Множество людей, праздных, легковерных, как все те, кому нечего делать, посещали ла Раме и уходили очарованные. Он имел то благородство стана и лица, которое согласуется с понятиями, которые составляют себе о королевском достоинстве: взгляд у него был светлый и гордый, даже немножко жестокий, принцев Валуа, преемником которых он называл себя. Не было ли этого довольно, для того чтоб зеваки, которых всегда было много во Франции, приписывали ему много прав и воздавали большое уважение?
Ла Раме думал гораздо более о прочном. Его хорошо оберегали. В окружности одного лье его полторы тысячи воинов разместились с некоторым стратегическим искусством, а сообщения от этих линий с главной квартирой, где находился начальник, были устроены таким образом, что, как в паутине, ни до одной нити в окружности нельзя было дотронуться незаметно от центра.
В один весенний вечер, свежий и чистый, замок нового государя представлял зрелище более странное, чем царственное. На большом дворе, превращенном в парадный, стояли телохранители его величества ла Раме, то есть около двухсот испанцев или бешеных лигеров, между которыми наблюдатель узнал бы много лиц, которых мы видели у герцогини Монпансье в день провозглашения последнего Валуа.
Посреди двора, под большим каштановым деревом, возвышалось нечто вроде трона. Бедное, старое кресло, еще великолепное в тени большой пыльной залы, из которой его вытащили, как будто пугалось чести, которую ему делал яркий свет дня, несмотря на обои, снятые со стены и замысловато прицепленные к ветвям дерева, чтобы служить балдахином над троном. Обои, которые не выбирали, потому что других не было, представляли мученичество какого-то католического святого. Он изгибался с веревкой на шее — гибельное предзнаменование — среди толпы палачей и римских воинов в уродливых касках. Там и сям художник рассыпал на земле гвозди, раскаленное железо, топоры, ножи и стрелы — словом, все принадлежности пыток. Но хотя на эти обои любопытно было посмотреть, зрители оставляли их без внимания для зрелища еще более странного. На двор приносили на носилках или привозили в телегах с тюфяками и соломой больных жалкой наружности, за которыми шла толпа поселян или горожан. Офицеры нового короля ставили этих больных в ряд с правой стороны трона, зрителей с левой, и взоры всех звали монарха, который одним прикосновением должен был вылечить этих несчастных, если он действительно был французским королем.

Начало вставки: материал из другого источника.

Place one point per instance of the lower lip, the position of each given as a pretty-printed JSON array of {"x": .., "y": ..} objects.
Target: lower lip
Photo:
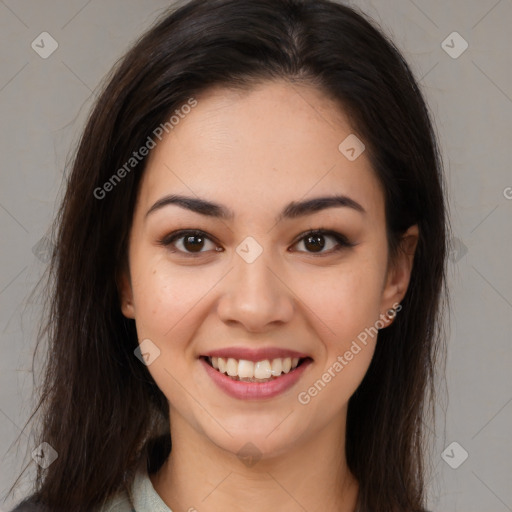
[{"x": 254, "y": 390}]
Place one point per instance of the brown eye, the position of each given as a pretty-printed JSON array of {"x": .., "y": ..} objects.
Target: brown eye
[
  {"x": 315, "y": 242},
  {"x": 189, "y": 242}
]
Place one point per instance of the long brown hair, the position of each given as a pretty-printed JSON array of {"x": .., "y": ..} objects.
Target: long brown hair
[{"x": 100, "y": 408}]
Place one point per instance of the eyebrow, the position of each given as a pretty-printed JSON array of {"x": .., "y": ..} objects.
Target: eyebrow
[{"x": 290, "y": 211}]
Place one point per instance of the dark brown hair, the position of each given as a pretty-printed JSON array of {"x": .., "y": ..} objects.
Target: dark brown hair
[{"x": 100, "y": 408}]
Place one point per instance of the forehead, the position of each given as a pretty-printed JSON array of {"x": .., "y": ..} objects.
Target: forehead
[{"x": 275, "y": 143}]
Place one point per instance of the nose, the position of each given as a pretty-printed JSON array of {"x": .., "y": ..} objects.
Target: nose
[{"x": 255, "y": 296}]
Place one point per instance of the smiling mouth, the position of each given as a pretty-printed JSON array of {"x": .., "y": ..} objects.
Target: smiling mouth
[{"x": 249, "y": 371}]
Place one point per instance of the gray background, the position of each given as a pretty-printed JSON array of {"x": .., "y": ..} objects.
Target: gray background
[{"x": 43, "y": 104}]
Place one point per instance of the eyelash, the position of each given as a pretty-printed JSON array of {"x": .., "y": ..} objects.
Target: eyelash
[{"x": 342, "y": 240}]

За два дня перед тем ла Раме получил из Парижа записку, в которой заключались только эти слова:
Так как он не мог не узнать руки, начертавшей эти слова, так как к записке была приложена порядочная сумма, назначенная на издержки для этой церемонии, ла Раме хотел повиноваться своей покровительнице; это было средством нанести сильный удар суеверных умам в провинции; это было присвоение преимущества, особенно принадлежавшего французскому королю. Ла Раме собирался вылечивать золотушных перед своим народом.
Отыскали и нашли людей, страдавших этой ужасной болезнью. Это были больные, которых, как мы видели, поместили с правой стороны трона, в ожидании прибытия короля.
Действовал ли он как шарлатан, обманывающий толпу? Нет, он серьезно взялся за эту роль. Сумасбродная любовь этого несчастного развивала в нем страсть к величию и представлению. Имея дело с гордой женщиной, он хотел повелевать ею и возбудить в ней восторг к себе, а единственным способом к этому было посадить ее на трон, потому что она добивалась трона. Ла Раме, игрушка судьбы, походил после своего поступления в короли на того человека в арабских сказках, каждое честолюбивое желание которого всемогущий калиф исполнил. Пиры, дворец, корону — это дается ему все на день, а вечером бедняга падает с этих высот на солому, где его ждут отчаяние и мрачное помешательство.
Ла Раме грезил наяву. Он верил искренно, что он король, потому что ему было нужно быть королем, и никто так не верил его королевскому происхождению, как он сам.
Когда он показался в передней своего дворца в старинном костюме времен Карла Девятого, когда его встретил звук труб и говор толпы, говор почтительного удивления поразил его слух, он гордо выпрямился, и Карл Девятый не отрекся бы от подобного преемника.
Его телохранители с трудом сдерживали толпу. Он приказал пустить ее приблизиться к нему. Потом, направляясь с величественным видом к больным, которые бросались ему в ноги, он дотрагивался до их лба и шеи белым и нервным пальцем, произнося твердым голосом употребительные в таком случае слова:
— Король тебя трогает, Господь тебя вылечит.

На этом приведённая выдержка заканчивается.